Pari passu and hybrid debt structures have meaningfully expanded financing options for self-funded acquisitions in the $6.5-8.5M range—beyond what SBA-only financing could support, while preserving owner control.

But the innovation comes with real trade-offs:

  • Dual debt service drastically reduces early cash flow flexibility

  • Covenant complexity increases across two lenders

  • Personal guarantee exposure increases materially

  • Refinancing events at year 5-7 introduce timing risk

  • High-rate environments compress DSCR further

For experienced operators acquiring stable, defensible businesses, these structures can unlock acquisitions that were previously out of reach.

For others, the reduced margin for error can turn manageable challenges into existential crises.

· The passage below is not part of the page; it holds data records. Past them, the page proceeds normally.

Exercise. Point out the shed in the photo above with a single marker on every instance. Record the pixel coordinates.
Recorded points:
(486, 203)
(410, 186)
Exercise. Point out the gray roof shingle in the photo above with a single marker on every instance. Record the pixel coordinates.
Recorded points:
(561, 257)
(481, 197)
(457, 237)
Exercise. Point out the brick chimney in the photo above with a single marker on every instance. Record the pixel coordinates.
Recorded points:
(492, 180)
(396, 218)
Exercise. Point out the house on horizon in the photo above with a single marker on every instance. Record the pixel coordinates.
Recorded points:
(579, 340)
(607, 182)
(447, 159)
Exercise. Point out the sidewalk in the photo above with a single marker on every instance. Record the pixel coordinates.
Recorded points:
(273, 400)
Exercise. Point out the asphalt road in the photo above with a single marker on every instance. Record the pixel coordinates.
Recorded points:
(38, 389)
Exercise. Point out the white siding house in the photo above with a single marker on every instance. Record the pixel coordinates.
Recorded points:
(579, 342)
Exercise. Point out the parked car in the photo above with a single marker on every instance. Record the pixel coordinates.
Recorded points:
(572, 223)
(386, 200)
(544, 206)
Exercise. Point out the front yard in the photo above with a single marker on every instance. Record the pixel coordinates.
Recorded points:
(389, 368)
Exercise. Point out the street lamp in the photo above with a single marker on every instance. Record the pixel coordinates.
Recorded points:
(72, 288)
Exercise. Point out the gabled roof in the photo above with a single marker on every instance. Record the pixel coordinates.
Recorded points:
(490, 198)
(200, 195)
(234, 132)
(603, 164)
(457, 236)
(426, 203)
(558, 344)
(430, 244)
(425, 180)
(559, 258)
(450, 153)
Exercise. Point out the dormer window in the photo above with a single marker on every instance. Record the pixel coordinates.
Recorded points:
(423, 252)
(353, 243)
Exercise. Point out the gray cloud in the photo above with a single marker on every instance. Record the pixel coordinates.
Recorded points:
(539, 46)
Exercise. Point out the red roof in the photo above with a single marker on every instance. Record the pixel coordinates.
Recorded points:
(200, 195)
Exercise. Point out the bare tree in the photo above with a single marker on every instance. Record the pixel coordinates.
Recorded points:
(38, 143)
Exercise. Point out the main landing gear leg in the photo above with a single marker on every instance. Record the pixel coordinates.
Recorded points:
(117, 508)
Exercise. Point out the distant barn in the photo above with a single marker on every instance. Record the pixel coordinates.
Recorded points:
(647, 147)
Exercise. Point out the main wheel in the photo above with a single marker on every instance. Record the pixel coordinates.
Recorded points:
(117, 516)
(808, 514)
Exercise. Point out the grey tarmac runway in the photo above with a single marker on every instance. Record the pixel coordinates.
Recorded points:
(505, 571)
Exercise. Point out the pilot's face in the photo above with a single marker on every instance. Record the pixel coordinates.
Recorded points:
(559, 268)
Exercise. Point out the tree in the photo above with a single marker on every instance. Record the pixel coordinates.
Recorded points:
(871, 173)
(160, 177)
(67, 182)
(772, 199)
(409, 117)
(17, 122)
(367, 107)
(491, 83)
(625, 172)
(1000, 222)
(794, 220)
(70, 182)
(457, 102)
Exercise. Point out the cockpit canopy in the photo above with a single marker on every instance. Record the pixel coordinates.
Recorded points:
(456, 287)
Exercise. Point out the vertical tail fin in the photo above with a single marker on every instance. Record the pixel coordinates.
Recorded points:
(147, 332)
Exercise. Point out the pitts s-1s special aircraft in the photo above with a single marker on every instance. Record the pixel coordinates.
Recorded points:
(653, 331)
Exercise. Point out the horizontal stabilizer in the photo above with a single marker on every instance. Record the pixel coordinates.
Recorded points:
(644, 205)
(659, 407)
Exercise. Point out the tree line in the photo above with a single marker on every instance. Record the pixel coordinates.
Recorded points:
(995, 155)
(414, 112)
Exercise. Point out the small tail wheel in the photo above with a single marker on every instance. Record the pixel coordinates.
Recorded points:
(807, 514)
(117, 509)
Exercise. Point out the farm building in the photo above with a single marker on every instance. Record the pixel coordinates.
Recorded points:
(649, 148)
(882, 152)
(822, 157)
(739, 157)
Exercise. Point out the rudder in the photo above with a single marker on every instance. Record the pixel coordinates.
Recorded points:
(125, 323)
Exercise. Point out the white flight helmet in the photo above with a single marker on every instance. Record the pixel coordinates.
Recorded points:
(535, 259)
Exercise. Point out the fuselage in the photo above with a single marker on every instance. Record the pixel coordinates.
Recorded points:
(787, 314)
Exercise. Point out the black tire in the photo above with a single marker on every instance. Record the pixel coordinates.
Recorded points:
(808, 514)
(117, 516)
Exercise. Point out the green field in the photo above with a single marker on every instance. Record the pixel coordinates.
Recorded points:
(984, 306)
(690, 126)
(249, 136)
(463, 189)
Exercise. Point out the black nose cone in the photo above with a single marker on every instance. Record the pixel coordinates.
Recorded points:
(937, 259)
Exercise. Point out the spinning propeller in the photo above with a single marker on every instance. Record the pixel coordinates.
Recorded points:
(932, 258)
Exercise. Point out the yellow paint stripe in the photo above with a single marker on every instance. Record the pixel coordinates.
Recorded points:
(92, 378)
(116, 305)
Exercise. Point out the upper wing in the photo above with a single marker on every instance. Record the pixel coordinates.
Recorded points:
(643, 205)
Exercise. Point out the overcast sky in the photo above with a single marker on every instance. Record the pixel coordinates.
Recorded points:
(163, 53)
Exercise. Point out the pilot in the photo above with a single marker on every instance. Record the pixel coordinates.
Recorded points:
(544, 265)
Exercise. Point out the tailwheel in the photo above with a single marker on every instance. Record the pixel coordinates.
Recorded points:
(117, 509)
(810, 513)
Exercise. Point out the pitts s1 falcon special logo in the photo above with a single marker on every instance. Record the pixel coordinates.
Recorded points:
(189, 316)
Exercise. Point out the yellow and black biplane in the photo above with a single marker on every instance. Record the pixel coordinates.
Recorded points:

Key insight: These structures don't eliminate risk—they reallocate it. Instead of equity dilution risk (control, influence, forced exits), you assume leverage risk (cash flow compression, higher PG exposure, refinancing obligations).

Optionality only creates value when you understand exactly what you're choosing.

What's your experience with hybrid debt structures in acquisitions? Have you successfully deployed pari passu financing, or have you deliberately avoided it?